By March 1st of each year, facilities covered by the Emergency Planning and Community Right-to-Know Act (EPCRA) Sections 311 and 312 are required to submit an emergency and hazardous chemical inventory to the state emergency response commission (SERC), the local emergency planning committee (LEPC), and the local fire department. Nationally, about 550,000 facilities are required to do so.

Tier II reports required under EPCRA provide state and local officials and the public with specific information on certain products that were present at facilities during the previous calendar year.

The Community Right-to-Know provisions help increase the publicís knowledge and access to information on chemicals at individual facilities, their uses, and releases into the environment. States and communities, working with facilities, can use the information to improve chemical safety and protect public health and the environment.

On a large community-wide scale, the efforts of the Tier II reporting process assisted emergency response personnel during the Hurricane Katrina aftermath. Emergency response agencies utilize the Tier II data to determine what chemicals and compounds they may be exposed to while responding to daily emergencies, such as a fire. Information derived from Tier II data provided by emergency responders can assist healthcare providers with patient assessment and treatment.

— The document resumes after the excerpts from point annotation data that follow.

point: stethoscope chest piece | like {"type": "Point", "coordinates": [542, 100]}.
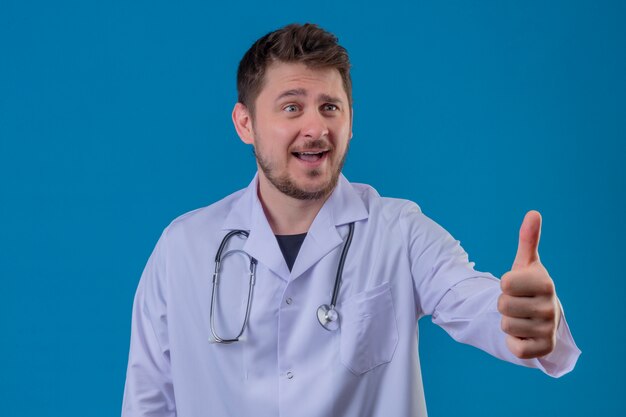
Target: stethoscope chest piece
{"type": "Point", "coordinates": [328, 317]}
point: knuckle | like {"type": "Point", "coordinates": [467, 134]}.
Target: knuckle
{"type": "Point", "coordinates": [505, 283]}
{"type": "Point", "coordinates": [502, 303]}
{"type": "Point", "coordinates": [505, 325]}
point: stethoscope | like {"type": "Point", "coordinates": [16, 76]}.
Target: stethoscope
{"type": "Point", "coordinates": [327, 315]}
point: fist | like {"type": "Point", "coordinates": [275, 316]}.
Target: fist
{"type": "Point", "coordinates": [528, 304]}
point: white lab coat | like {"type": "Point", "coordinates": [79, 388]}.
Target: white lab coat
{"type": "Point", "coordinates": [400, 267]}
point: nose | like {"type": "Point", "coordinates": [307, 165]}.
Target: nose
{"type": "Point", "coordinates": [314, 125]}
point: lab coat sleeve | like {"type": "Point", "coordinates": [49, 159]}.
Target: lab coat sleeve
{"type": "Point", "coordinates": [149, 389]}
{"type": "Point", "coordinates": [463, 301]}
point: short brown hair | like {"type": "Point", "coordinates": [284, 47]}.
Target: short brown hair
{"type": "Point", "coordinates": [308, 44]}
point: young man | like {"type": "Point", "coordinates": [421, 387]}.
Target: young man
{"type": "Point", "coordinates": [341, 275]}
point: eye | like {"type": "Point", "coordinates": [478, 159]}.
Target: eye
{"type": "Point", "coordinates": [330, 107]}
{"type": "Point", "coordinates": [291, 108]}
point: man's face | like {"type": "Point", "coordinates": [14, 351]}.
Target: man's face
{"type": "Point", "coordinates": [301, 129]}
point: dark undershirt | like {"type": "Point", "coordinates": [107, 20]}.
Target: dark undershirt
{"type": "Point", "coordinates": [290, 246]}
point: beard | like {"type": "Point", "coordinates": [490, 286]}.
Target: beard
{"type": "Point", "coordinates": [285, 184]}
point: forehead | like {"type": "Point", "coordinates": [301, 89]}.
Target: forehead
{"type": "Point", "coordinates": [282, 76]}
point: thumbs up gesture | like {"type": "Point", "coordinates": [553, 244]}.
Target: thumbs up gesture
{"type": "Point", "coordinates": [528, 304]}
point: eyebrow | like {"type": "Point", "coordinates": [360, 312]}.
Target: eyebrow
{"type": "Point", "coordinates": [301, 92]}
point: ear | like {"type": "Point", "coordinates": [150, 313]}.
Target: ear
{"type": "Point", "coordinates": [351, 120]}
{"type": "Point", "coordinates": [243, 123]}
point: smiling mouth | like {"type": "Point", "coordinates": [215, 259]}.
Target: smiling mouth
{"type": "Point", "coordinates": [310, 156]}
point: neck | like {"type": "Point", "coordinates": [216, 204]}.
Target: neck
{"type": "Point", "coordinates": [287, 215]}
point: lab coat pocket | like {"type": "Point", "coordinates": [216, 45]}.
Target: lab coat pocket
{"type": "Point", "coordinates": [369, 333]}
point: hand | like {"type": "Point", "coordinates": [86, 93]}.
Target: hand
{"type": "Point", "coordinates": [528, 304]}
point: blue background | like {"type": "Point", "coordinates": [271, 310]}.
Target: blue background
{"type": "Point", "coordinates": [115, 118]}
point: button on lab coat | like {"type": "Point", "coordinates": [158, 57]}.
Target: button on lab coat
{"type": "Point", "coordinates": [400, 267]}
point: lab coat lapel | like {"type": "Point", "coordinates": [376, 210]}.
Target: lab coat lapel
{"type": "Point", "coordinates": [342, 207]}
{"type": "Point", "coordinates": [325, 234]}
{"type": "Point", "coordinates": [247, 214]}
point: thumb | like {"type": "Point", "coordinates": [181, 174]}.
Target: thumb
{"type": "Point", "coordinates": [527, 248]}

For most states the reporting thresholds, or Threshold Planning Quantities (TPQ), are 10,000 pounds of any substance or product for which a material safety data sheet (MSDS) is required. For Extremely Hazardous Substances (EHS), the Total Planning Quantity may be 500 pounds or the TPQ, whichever is less.

Who Must File?
EPCRA, as part of the Occupational Safety and Health Administration (OSHA) Hazard Communication Standard, indicates that if an entity is subject to OSHA then they are also subject to EPCRA. Not all states are governed by the federal OSHA rules and regulations. Therefore, for states that are not subject to OSHA, state owned and operated facilities are not required to report Tier IIs as defined by EPCRA. However, if you are a privately held company or institution then you must file Tier IIs if your organization meets the Threshold Planning Quantities.

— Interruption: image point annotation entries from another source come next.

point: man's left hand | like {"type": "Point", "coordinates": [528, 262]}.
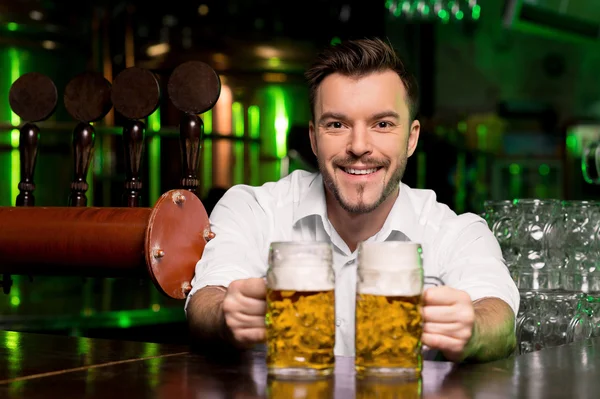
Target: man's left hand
{"type": "Point", "coordinates": [448, 319]}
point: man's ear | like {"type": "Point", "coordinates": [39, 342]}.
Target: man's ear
{"type": "Point", "coordinates": [413, 137]}
{"type": "Point", "coordinates": [313, 139]}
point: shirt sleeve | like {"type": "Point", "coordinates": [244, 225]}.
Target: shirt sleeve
{"type": "Point", "coordinates": [472, 261]}
{"type": "Point", "coordinates": [239, 223]}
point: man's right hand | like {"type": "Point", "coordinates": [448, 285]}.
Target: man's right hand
{"type": "Point", "coordinates": [244, 308]}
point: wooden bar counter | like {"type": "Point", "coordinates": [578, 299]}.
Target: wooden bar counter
{"type": "Point", "coordinates": [47, 366]}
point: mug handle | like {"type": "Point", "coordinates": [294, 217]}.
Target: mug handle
{"type": "Point", "coordinates": [432, 281]}
{"type": "Point", "coordinates": [428, 282]}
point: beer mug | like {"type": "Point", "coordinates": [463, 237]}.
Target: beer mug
{"type": "Point", "coordinates": [389, 321]}
{"type": "Point", "coordinates": [300, 316]}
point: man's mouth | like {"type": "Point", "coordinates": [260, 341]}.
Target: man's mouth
{"type": "Point", "coordinates": [352, 171]}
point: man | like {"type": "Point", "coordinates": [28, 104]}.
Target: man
{"type": "Point", "coordinates": [362, 132]}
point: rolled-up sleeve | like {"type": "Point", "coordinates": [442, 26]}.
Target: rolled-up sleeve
{"type": "Point", "coordinates": [471, 260]}
{"type": "Point", "coordinates": [239, 223]}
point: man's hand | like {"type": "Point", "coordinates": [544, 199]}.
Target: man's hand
{"type": "Point", "coordinates": [244, 308]}
{"type": "Point", "coordinates": [448, 317]}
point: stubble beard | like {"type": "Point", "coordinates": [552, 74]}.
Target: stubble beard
{"type": "Point", "coordinates": [361, 207]}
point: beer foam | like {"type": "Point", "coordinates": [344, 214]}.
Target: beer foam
{"type": "Point", "coordinates": [390, 255]}
{"type": "Point", "coordinates": [301, 277]}
{"type": "Point", "coordinates": [390, 268]}
{"type": "Point", "coordinates": [300, 266]}
{"type": "Point", "coordinates": [402, 282]}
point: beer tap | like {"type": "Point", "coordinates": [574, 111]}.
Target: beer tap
{"type": "Point", "coordinates": [87, 99]}
{"type": "Point", "coordinates": [135, 95]}
{"type": "Point", "coordinates": [194, 88]}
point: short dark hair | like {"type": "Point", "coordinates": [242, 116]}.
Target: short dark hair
{"type": "Point", "coordinates": [357, 58]}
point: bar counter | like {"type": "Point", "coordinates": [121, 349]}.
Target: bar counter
{"type": "Point", "coordinates": [43, 366]}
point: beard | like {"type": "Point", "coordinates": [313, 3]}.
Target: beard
{"type": "Point", "coordinates": [361, 207]}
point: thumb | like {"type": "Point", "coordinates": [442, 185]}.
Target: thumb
{"type": "Point", "coordinates": [254, 288]}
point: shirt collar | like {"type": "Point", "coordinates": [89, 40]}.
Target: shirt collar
{"type": "Point", "coordinates": [313, 202]}
{"type": "Point", "coordinates": [401, 219]}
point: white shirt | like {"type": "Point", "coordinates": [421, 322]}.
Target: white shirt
{"type": "Point", "coordinates": [461, 250]}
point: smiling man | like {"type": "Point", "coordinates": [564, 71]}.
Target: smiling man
{"type": "Point", "coordinates": [362, 131]}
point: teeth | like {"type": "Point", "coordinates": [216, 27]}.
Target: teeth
{"type": "Point", "coordinates": [360, 171]}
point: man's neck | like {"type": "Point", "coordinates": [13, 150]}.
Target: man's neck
{"type": "Point", "coordinates": [356, 227]}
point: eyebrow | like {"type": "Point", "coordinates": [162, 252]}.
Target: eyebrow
{"type": "Point", "coordinates": [331, 115]}
{"type": "Point", "coordinates": [380, 115]}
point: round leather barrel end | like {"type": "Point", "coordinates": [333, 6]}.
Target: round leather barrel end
{"type": "Point", "coordinates": [176, 235]}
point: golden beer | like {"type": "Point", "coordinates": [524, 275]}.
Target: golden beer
{"type": "Point", "coordinates": [300, 317]}
{"type": "Point", "coordinates": [389, 323]}
{"type": "Point", "coordinates": [300, 329]}
{"type": "Point", "coordinates": [388, 332]}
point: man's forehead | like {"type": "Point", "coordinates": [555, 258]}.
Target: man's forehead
{"type": "Point", "coordinates": [338, 88]}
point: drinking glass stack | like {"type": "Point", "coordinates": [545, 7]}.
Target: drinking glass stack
{"type": "Point", "coordinates": [552, 249]}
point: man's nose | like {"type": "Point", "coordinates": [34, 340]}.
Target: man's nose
{"type": "Point", "coordinates": [360, 142]}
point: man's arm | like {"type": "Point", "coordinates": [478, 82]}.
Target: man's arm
{"type": "Point", "coordinates": [205, 315]}
{"type": "Point", "coordinates": [465, 331]}
{"type": "Point", "coordinates": [472, 317]}
{"type": "Point", "coordinates": [228, 295]}
{"type": "Point", "coordinates": [493, 331]}
{"type": "Point", "coordinates": [235, 315]}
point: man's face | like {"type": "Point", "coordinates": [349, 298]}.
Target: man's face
{"type": "Point", "coordinates": [362, 136]}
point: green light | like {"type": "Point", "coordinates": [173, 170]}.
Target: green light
{"type": "Point", "coordinates": [207, 153]}
{"type": "Point", "coordinates": [124, 321]}
{"type": "Point", "coordinates": [237, 116]}
{"type": "Point", "coordinates": [207, 119]}
{"type": "Point", "coordinates": [254, 121]}
{"type": "Point", "coordinates": [15, 164]}
{"type": "Point", "coordinates": [476, 11]}
{"type": "Point", "coordinates": [544, 169]}
{"type": "Point", "coordinates": [281, 122]}
{"type": "Point", "coordinates": [154, 121]}
{"type": "Point", "coordinates": [154, 158]}
{"type": "Point", "coordinates": [254, 129]}
{"type": "Point", "coordinates": [572, 142]}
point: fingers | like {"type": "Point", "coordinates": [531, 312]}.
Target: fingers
{"type": "Point", "coordinates": [444, 296]}
{"type": "Point", "coordinates": [244, 309]}
{"type": "Point", "coordinates": [249, 336]}
{"type": "Point", "coordinates": [254, 288]}
{"type": "Point", "coordinates": [455, 330]}
{"type": "Point", "coordinates": [450, 346]}
{"type": "Point", "coordinates": [448, 314]}
{"type": "Point", "coordinates": [240, 320]}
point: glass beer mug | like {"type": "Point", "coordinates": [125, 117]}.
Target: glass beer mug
{"type": "Point", "coordinates": [389, 322]}
{"type": "Point", "coordinates": [300, 316]}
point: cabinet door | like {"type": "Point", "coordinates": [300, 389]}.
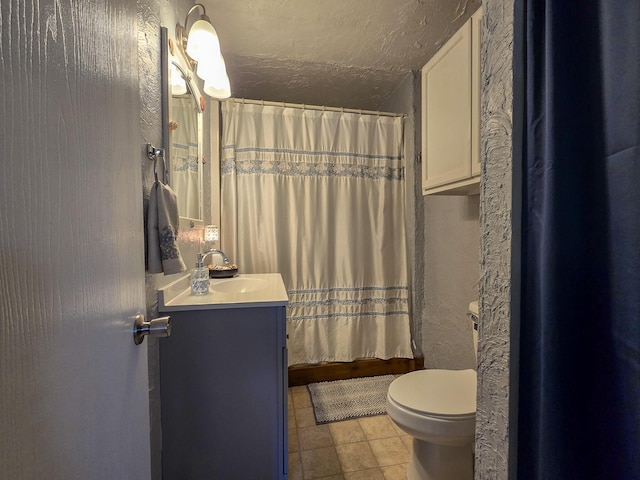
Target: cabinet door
{"type": "Point", "coordinates": [446, 112]}
{"type": "Point", "coordinates": [476, 28]}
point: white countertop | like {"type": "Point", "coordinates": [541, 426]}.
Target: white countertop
{"type": "Point", "coordinates": [222, 293]}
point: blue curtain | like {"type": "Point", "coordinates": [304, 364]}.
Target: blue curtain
{"type": "Point", "coordinates": [579, 372]}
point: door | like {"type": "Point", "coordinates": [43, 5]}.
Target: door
{"type": "Point", "coordinates": [73, 387]}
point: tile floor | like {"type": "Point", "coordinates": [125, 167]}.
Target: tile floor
{"type": "Point", "coordinates": [370, 448]}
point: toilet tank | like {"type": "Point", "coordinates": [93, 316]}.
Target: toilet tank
{"type": "Point", "coordinates": [473, 318]}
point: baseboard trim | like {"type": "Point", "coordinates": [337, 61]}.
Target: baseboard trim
{"type": "Point", "coordinates": [369, 367]}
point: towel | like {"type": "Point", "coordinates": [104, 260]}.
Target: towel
{"type": "Point", "coordinates": [163, 254]}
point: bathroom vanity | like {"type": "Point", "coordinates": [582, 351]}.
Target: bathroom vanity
{"type": "Point", "coordinates": [223, 380]}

To determine whether or not your state has an equivalent Occupational Safety and Health program, look to the OSHA website. However, the list does not seem to include all states that are conditionally exempt from Tier II reporting, therefore, we highly recommend you check with your U.S. Environmental Protection Agency (EPA) regional office before you decide not to file.

The following are materials that are commonly found to be above the Threshold Planning Quantities:
Fuels: Fuel oils, diesel, Kerosene, propane. Other petroleum products: motor oil, hydraulic fluid (elevators, compressors, forklifts, other machinery)

Compressed Gasses: Nitrous oxide, oxygen (liquid, refrigerated), air,; carbon dioxide, nitrogen, helium

Salts: Sodium chloride, calcium chloride, sand

Refrigerants: Anhydrous ammonia (an EHS), CFC-12, CFC-22, HCFC-123

Extremely Hazardous Substances: (remember these typically have a lower Threshold Planning Quantity than 500 pounds) Nitric acid; formaldehyde (in formalin or solution), ethylene oxide (found in sterilizers), sulfuric acid (lead acid batteries); sodium arsenate; aqueous ammonia solutions

When reviewing your chemical inventory, do not forget to include your building system components. Depending upon the size of your facility, you may have large enough quantities of ethylene glycol (heating; A/C systems), brine solution, water tower cooling liquid, lead, silica (sand), and Halon 1301 (fire extinguishers).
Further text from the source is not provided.